もちろん他の人のイラストを表示している可能性は、莉子さんと同様の理由であり得ないでしょう。


莉子さんの曲を聴いたときは、ただ漠然と、凄いということしかわかりませんでしたが、

イラストの場合は、目に見えるのではっきりとわかりました。


――このレベルのイラストを描けるとなると、イラストレーターとして生活していけるんじゃないでしょうか……?

その絵を見た私は、自然とそう思ってしまいました。――それにこのイラストの画風。これって何処かで――――


「っ!!……も、もしかして……!」


画風を見て既視感を覚えた私は、すぐさまSwitterを開き、フォローしている沢山のイラストレーターのイラストを確認し始めました。

――そしてその中に、杏優さんが見せてくれたイラストと同じ画風のイラストレーターがいました。

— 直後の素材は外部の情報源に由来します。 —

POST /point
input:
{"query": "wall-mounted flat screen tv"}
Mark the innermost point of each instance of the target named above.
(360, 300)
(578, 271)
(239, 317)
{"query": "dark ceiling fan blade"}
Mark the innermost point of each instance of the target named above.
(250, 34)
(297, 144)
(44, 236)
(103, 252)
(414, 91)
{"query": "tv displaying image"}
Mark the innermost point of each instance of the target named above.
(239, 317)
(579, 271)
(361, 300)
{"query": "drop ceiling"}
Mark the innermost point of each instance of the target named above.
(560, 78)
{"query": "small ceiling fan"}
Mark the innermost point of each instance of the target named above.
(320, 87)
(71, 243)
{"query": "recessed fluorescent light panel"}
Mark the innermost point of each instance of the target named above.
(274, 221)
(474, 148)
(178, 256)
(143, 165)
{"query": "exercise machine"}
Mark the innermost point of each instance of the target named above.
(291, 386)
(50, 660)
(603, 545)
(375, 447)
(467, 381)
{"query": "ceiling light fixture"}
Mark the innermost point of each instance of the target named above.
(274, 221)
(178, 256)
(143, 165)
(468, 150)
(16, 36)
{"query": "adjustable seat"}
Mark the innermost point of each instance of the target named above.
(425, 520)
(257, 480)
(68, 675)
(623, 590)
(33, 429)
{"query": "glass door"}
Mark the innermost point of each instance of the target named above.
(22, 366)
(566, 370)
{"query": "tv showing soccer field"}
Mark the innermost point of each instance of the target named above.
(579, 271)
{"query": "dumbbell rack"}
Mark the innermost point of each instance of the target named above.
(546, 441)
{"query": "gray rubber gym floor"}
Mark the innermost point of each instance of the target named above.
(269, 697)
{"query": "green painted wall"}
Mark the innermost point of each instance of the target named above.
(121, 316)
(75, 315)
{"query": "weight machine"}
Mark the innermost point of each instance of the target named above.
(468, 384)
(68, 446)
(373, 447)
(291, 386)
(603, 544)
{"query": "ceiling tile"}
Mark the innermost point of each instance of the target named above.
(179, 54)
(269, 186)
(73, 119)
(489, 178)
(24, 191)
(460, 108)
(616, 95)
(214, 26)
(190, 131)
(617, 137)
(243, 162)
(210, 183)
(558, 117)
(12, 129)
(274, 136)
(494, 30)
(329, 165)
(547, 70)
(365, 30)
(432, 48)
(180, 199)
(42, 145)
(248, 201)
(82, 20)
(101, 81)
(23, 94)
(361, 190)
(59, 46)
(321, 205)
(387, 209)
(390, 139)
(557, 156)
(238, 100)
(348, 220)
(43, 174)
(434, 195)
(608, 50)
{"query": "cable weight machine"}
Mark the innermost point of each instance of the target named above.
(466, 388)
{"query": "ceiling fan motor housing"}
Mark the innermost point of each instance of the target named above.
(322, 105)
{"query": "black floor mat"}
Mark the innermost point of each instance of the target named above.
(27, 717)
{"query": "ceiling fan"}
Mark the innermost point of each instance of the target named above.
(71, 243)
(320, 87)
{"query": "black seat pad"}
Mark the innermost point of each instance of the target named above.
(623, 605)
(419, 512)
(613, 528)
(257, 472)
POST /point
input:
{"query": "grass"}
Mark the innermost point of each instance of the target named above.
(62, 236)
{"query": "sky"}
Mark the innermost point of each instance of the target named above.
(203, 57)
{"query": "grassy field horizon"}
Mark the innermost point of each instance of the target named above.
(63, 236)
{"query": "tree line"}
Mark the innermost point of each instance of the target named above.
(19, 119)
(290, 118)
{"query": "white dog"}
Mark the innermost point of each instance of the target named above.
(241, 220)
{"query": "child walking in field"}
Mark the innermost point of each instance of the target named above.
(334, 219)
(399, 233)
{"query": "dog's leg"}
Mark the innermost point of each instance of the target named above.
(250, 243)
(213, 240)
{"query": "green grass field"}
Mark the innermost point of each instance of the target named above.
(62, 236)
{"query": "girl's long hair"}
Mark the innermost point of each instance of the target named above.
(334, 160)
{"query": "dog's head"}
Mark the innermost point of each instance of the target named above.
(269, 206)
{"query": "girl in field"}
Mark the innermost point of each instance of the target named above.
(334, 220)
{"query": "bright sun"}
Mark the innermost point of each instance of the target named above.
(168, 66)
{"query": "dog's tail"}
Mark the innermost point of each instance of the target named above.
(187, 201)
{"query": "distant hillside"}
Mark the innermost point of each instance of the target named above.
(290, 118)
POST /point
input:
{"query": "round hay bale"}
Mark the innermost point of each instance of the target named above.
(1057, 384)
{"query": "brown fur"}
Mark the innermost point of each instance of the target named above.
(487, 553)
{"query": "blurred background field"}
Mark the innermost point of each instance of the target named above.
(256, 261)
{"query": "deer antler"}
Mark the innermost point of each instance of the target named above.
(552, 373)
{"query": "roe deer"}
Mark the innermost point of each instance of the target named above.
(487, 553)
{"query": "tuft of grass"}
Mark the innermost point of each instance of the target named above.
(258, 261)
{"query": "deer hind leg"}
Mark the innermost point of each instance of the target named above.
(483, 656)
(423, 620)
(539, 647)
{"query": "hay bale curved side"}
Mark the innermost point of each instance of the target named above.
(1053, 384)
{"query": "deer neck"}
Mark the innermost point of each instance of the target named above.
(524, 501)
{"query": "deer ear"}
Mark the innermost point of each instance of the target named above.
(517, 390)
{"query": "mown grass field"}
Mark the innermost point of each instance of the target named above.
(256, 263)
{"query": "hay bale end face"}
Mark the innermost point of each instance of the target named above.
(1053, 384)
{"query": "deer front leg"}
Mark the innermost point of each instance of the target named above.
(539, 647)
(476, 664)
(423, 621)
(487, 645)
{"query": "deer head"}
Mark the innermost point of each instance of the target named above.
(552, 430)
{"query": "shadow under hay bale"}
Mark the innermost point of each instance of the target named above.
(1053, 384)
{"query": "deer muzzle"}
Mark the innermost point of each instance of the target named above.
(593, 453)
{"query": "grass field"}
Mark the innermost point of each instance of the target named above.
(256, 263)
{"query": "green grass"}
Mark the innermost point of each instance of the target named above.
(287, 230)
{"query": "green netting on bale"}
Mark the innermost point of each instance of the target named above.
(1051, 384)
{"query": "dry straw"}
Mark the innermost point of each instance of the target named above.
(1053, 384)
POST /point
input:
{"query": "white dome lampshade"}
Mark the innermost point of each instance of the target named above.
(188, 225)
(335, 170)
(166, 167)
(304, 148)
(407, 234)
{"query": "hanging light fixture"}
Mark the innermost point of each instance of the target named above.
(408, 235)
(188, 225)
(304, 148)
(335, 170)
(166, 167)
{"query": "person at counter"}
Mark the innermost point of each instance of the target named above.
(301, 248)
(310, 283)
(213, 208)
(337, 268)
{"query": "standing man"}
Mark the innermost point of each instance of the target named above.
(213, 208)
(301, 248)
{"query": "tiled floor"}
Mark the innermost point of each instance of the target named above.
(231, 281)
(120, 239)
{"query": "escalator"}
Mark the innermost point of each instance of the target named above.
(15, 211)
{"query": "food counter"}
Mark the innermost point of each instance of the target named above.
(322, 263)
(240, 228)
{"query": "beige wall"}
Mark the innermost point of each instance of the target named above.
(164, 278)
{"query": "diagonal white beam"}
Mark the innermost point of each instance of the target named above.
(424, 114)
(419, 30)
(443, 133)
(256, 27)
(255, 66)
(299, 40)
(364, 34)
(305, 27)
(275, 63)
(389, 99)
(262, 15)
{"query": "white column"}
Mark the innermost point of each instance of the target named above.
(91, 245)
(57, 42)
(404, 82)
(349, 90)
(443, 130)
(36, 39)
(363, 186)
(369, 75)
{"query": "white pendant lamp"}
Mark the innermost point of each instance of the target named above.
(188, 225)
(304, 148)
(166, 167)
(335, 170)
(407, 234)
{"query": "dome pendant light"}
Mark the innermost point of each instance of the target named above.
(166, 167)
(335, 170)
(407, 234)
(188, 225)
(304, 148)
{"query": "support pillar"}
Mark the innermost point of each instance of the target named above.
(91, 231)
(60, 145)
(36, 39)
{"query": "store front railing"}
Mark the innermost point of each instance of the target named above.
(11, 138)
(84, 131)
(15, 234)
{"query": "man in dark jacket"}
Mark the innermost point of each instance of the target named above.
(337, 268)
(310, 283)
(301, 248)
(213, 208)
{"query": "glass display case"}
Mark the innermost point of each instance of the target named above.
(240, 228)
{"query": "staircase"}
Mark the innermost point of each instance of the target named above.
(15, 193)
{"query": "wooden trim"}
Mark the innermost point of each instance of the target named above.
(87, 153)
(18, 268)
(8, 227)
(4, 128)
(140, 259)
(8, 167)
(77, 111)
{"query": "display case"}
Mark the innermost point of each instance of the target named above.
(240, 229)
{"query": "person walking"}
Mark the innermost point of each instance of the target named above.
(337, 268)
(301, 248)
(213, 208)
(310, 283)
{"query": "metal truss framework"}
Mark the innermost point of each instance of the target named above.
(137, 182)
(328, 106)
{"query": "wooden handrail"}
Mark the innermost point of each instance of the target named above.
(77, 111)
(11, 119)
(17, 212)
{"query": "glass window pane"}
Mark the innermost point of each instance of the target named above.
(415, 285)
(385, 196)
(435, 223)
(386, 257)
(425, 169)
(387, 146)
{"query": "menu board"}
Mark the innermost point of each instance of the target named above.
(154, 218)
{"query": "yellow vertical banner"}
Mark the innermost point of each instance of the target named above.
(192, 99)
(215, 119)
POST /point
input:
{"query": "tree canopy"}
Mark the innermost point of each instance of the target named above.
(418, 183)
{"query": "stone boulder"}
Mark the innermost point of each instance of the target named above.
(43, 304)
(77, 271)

――アカウント名は「Ayu」、フォロワーは30万人でした。……名前がAyu。そして杏優さん。

――もしかして……。


「……あ、あの!杏優さんってもしかしてイラストレーターのAyuさんですか……?!」


自分の導き出した答えに「あり得ない」と否定しつつ、そう質問をしてしまいました。

すると――


「は、はい……!!一応……私がAyuです……!」


――まさかの本人でした。


「わ、私!Ayuさんのファンです!……宜しければサインください!」


気が付くと、私は反射的にそう言っていました。


「そ、そうだったんですか……?うれしいです。――サインですね。いいですよ。」


――杏優さんはそう言って嬉しそうにサインをしてくれました。


「あ、ありがとうございます!」


「いえいえ……!こちらこそ嬉しかったです……!」






――斯くして、私の作戦はあっけなく失敗したのでした。